Once you have a mortgage on your property, the creditor cannot place a lien on the property equity that the lender is entitled to as part of their security interest. As the owner, you have given a claim to your property to your lender while still retaining use of the property and maintaining your cash flow.
What is a lien?
A lien is a legal claim or encumbrance placed on a property or asset by a creditor as a result of a debt or obligation. For example, if you take out a home equity line of credit (HELOC) on your home with a plan to use it to fund a vacation or even to leave the money untouched, the bank will place a lien on your home as collateral for the loan.
If you don’t pay back the loan, the bank can take your home as a repayment for the loan. As a lien holder, the bank is announcing to all future claimants that it already has a claim on your home, and any other creditors will need to wait their turn. Liens are enforced in chronological order as they are placed on a property. Junior lien holders, whose claims lie further down the line, may end up with nothing.
While equity stripping can protect the value of the HELOC, the rest of your home equity remains unprotected, and the HELOC will show up on your credit report, making it difficult to get additional loans.
Many states provide homestead exemptions that protect a portion of your personal home’s value. The percentage of your home’s value covered by the homestead exemption varies by state.
There are other ways to strip equity from your properties.
What are some equity stripping methods?
The goal of all equity stripping methods is to reduce the equity in a property. These methods must be used legally and without fraudulent intent. Attempts to use equity stripping to defraud creditors, such as transferring assets into another person’s name with knowledge of a potential claim, can result in legal consequences. Methods of equity stripping include:
- Mortgages and liens: Taking out a mortgage or borrowing against your home equity reduces the equity available to creditors. The borrowed money can then be used for legitimate business or personal purposes, and the loans are structured to make repayment financially comfortable. However, interest on the loan can make this an expensive form of asset protection.
- Asset transfer: Transferring ownership of assets to spouses or trusts can shield them from creditors. If you establish an irrevocable trust and transfer property ownership to the trust, you no longer own it, and it is no longer accessible to your creditor. If one spouse is at increased risk of a potential lawsuit, the real estate title can be transferred to the other spouse. Of course, divorce may be a higher threat than debtor claims, and communal property states make this strategy more difficult to implement.
- Encumbrances: Long-term leases or easements on the property can reduce its market value.

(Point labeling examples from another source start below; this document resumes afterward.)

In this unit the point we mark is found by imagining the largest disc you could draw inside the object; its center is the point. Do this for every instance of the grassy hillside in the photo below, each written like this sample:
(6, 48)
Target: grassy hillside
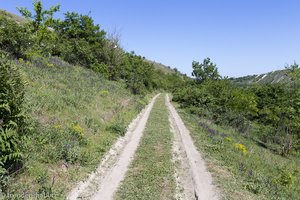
(279, 76)
(75, 116)
(242, 168)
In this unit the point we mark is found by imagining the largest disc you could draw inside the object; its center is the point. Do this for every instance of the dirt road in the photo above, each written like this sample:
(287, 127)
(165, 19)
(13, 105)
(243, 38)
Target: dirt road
(192, 178)
(102, 184)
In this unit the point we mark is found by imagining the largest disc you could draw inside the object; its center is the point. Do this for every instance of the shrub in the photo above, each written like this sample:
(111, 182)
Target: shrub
(118, 128)
(14, 38)
(12, 118)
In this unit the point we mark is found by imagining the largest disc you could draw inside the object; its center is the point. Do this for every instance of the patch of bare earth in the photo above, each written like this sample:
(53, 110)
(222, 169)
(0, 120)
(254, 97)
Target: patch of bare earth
(193, 179)
(103, 183)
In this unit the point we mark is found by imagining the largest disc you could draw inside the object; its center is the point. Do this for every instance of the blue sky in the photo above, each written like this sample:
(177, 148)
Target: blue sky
(241, 36)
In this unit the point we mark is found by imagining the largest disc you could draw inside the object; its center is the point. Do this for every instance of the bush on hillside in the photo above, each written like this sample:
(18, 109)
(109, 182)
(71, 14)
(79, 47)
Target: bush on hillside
(12, 118)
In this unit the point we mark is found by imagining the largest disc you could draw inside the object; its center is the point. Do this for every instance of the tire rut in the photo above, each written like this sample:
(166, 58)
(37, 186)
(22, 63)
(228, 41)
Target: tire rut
(192, 177)
(103, 183)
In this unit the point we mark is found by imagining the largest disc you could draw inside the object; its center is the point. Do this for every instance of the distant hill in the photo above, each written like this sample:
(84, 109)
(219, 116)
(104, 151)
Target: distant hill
(279, 76)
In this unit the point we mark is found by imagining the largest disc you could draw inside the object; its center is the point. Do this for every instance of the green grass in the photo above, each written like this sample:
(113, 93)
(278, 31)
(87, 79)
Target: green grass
(151, 174)
(256, 173)
(70, 110)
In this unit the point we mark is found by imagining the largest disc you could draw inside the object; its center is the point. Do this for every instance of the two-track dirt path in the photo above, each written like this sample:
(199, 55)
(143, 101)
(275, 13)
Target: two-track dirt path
(192, 179)
(103, 183)
(195, 180)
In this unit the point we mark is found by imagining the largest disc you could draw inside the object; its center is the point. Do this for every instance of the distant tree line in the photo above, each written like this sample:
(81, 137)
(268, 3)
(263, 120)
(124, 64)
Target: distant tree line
(75, 39)
(267, 113)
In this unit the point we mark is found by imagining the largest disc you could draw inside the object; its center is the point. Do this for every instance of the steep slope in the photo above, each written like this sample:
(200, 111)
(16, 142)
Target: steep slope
(75, 115)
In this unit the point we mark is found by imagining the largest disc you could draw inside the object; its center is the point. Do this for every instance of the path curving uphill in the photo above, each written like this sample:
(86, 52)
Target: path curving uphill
(103, 183)
(195, 180)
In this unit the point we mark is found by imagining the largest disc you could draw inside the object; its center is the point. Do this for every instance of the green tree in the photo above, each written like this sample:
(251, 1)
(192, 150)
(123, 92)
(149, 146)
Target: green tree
(205, 71)
(14, 38)
(12, 118)
(81, 41)
(42, 18)
(40, 23)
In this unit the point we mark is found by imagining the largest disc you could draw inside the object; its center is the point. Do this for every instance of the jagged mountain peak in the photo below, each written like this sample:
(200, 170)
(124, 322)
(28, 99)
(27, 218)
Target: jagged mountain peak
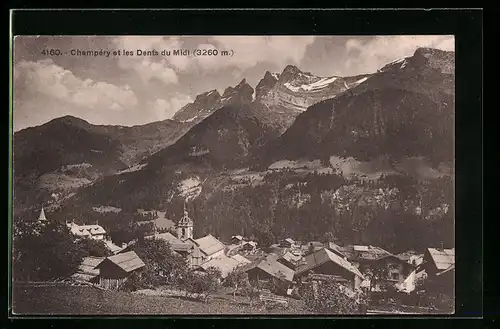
(211, 93)
(291, 69)
(426, 52)
(242, 93)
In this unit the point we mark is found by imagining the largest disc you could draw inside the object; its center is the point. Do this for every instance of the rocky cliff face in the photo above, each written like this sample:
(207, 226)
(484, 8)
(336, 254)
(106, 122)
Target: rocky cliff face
(294, 91)
(406, 109)
(204, 105)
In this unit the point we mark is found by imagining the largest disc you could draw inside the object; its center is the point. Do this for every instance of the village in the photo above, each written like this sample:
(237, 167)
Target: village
(276, 274)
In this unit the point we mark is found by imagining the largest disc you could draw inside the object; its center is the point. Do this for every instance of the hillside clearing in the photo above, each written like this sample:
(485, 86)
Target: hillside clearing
(79, 300)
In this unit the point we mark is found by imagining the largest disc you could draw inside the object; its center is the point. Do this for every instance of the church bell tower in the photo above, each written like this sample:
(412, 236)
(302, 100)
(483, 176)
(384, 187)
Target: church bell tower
(185, 226)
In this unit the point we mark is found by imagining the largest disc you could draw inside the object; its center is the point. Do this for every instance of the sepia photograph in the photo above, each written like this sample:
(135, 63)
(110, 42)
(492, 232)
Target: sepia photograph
(233, 175)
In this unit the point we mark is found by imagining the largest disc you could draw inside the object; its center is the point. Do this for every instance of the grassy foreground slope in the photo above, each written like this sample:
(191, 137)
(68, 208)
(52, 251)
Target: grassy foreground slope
(81, 300)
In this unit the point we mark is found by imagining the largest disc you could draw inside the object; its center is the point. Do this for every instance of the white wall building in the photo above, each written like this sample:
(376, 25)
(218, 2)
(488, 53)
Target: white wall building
(95, 232)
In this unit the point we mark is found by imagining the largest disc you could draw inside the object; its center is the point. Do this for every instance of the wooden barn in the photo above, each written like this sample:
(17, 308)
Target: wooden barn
(114, 270)
(326, 262)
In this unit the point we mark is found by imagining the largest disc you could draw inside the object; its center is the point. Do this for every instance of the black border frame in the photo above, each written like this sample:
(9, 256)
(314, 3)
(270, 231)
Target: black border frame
(466, 25)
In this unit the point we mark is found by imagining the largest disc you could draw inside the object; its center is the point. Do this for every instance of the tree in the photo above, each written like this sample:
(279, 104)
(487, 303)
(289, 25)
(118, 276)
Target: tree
(44, 251)
(330, 297)
(203, 284)
(236, 280)
(252, 290)
(163, 267)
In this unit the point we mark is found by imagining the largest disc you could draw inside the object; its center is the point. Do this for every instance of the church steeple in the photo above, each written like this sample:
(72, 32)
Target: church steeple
(42, 218)
(185, 226)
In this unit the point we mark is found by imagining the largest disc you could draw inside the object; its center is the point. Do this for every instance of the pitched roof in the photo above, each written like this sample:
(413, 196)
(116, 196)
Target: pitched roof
(335, 248)
(288, 256)
(225, 264)
(442, 258)
(357, 252)
(167, 236)
(241, 259)
(253, 244)
(128, 261)
(451, 268)
(270, 266)
(87, 230)
(88, 265)
(113, 247)
(209, 245)
(323, 256)
(275, 269)
(42, 216)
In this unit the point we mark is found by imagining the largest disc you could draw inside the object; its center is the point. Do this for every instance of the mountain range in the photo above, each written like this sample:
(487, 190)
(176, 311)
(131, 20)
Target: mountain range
(395, 122)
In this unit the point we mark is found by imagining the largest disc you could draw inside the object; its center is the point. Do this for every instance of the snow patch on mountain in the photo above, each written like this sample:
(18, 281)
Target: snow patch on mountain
(317, 85)
(132, 169)
(361, 80)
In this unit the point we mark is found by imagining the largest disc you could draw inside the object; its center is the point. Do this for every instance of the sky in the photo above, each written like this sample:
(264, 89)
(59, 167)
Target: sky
(119, 89)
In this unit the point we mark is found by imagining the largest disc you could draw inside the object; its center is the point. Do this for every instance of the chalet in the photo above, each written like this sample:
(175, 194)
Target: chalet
(314, 246)
(196, 257)
(114, 270)
(225, 264)
(336, 249)
(210, 246)
(180, 247)
(113, 247)
(158, 220)
(326, 262)
(236, 239)
(439, 264)
(269, 272)
(249, 246)
(95, 232)
(377, 262)
(287, 243)
(290, 260)
(87, 271)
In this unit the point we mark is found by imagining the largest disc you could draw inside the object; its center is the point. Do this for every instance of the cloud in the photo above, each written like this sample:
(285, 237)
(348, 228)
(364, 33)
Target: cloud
(165, 109)
(367, 56)
(52, 80)
(251, 50)
(148, 67)
(248, 51)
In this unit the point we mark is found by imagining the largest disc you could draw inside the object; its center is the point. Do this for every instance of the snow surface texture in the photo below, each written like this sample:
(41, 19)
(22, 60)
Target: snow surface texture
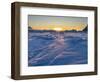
(57, 48)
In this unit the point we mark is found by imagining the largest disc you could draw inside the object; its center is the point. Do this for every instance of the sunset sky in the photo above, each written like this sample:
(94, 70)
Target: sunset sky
(62, 23)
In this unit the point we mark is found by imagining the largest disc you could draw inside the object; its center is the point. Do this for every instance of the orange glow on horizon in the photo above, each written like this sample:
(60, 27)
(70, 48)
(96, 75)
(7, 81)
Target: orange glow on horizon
(59, 28)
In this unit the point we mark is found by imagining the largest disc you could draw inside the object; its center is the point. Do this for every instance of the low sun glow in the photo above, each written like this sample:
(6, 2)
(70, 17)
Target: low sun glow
(58, 29)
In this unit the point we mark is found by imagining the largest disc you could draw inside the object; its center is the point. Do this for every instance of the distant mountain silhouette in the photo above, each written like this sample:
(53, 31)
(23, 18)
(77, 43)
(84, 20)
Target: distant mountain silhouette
(85, 29)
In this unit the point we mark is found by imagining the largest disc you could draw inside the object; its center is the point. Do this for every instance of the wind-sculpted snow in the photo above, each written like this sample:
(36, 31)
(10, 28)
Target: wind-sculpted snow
(57, 48)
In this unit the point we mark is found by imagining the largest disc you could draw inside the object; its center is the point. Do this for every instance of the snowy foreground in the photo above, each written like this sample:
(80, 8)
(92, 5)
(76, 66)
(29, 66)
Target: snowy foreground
(56, 48)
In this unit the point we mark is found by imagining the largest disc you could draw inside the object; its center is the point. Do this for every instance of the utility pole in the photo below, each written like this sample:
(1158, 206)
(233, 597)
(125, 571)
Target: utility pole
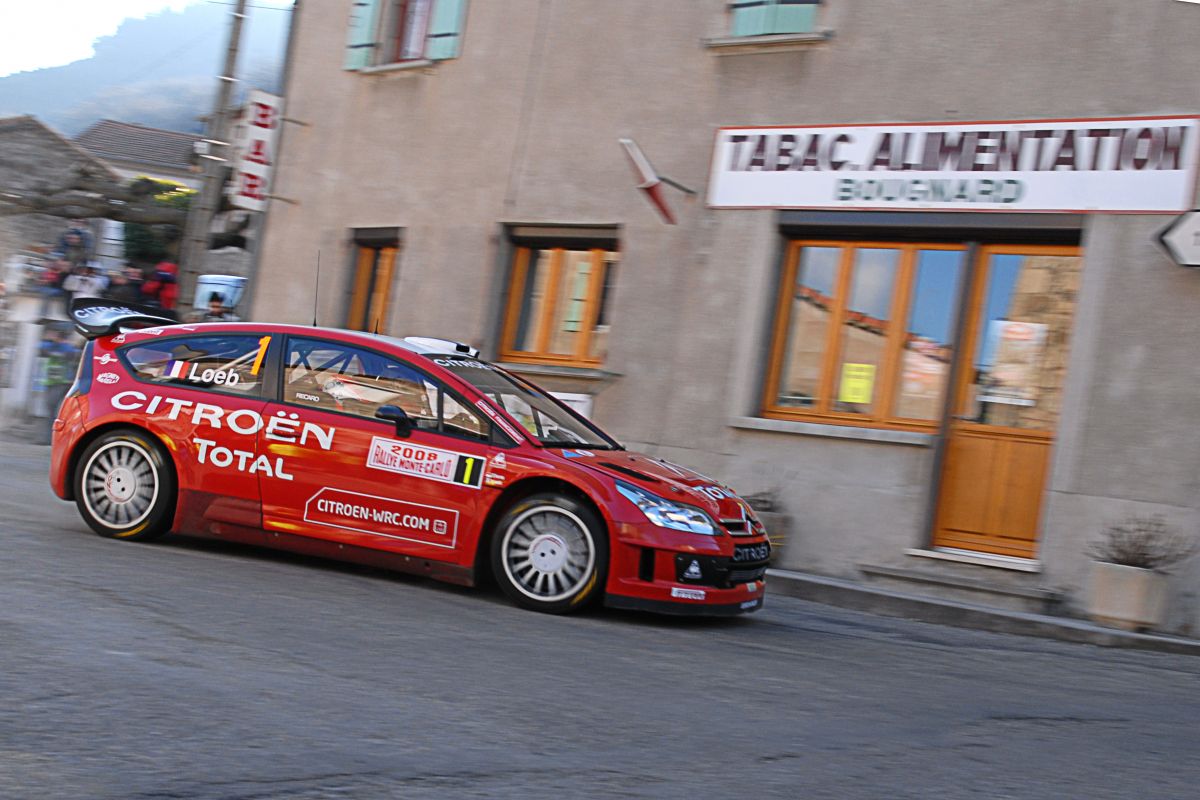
(199, 217)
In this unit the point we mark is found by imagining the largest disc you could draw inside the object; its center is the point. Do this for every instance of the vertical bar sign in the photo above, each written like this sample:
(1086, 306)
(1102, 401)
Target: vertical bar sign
(257, 137)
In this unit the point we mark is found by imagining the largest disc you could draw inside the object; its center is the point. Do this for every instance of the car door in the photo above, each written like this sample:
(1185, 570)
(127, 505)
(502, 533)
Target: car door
(351, 477)
(203, 395)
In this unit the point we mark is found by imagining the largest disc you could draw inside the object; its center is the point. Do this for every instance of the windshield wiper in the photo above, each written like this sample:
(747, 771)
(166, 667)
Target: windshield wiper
(577, 445)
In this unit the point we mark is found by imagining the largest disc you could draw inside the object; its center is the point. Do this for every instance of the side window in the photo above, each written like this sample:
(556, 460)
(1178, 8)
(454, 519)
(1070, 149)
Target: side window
(352, 380)
(456, 417)
(225, 364)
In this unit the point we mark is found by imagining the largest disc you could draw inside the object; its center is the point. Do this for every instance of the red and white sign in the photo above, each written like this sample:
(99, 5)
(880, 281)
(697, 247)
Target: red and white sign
(1097, 164)
(433, 464)
(367, 513)
(255, 150)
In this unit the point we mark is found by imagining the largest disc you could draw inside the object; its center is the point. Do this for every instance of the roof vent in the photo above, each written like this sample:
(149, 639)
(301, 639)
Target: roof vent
(448, 347)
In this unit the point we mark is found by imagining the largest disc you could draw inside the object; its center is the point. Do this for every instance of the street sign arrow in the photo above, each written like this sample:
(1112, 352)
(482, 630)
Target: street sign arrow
(1181, 239)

- Borrowing from a business or trust: Borrowing money from a protected entity you own, such as an LLC, or from a business or trust owned by someone you know personally allows you to have a lien placed on your property without fear of foreclosure. Each jurisdiction has its own regulations for these types of loans. Lenders must show the loans are made for specific economic purposes, are properly documented, and have filed a mortgage lien. Loan documents and records must outline the terms for principal and interest payments and document that they have been made.
- Using a protected entity: Since an LLC is a legal entity, creditors can only pursue the owner’s interest in the LLC. Other strategies include borrowing money from your LLC and having the protected entity place a loan on your property or having your single-asset LLCs owned by managed LLC holding companies registered in a state that allows a charging order as the only way to attack the entity.
Real estate investors use another form of equity stripping. The investor buys a property from a homeowner facing foreclosure and then leases the property back to the previous owner. The investor buys the property at a discounted price from a motivated seller and leases it to the previous owner, acquiring a paying tenant.
When conducted thoughtfully and legally, as part of a well-crafted asset protection plan, equity stripping can help protect your property from creditors or legal claims, give you more money to invest, allow you to continue to use your property, and make your property less attractive to creditors. These strategies must be executed well in advance of when you might need them. Otherwise, the courts may view them as fraudulent transfers.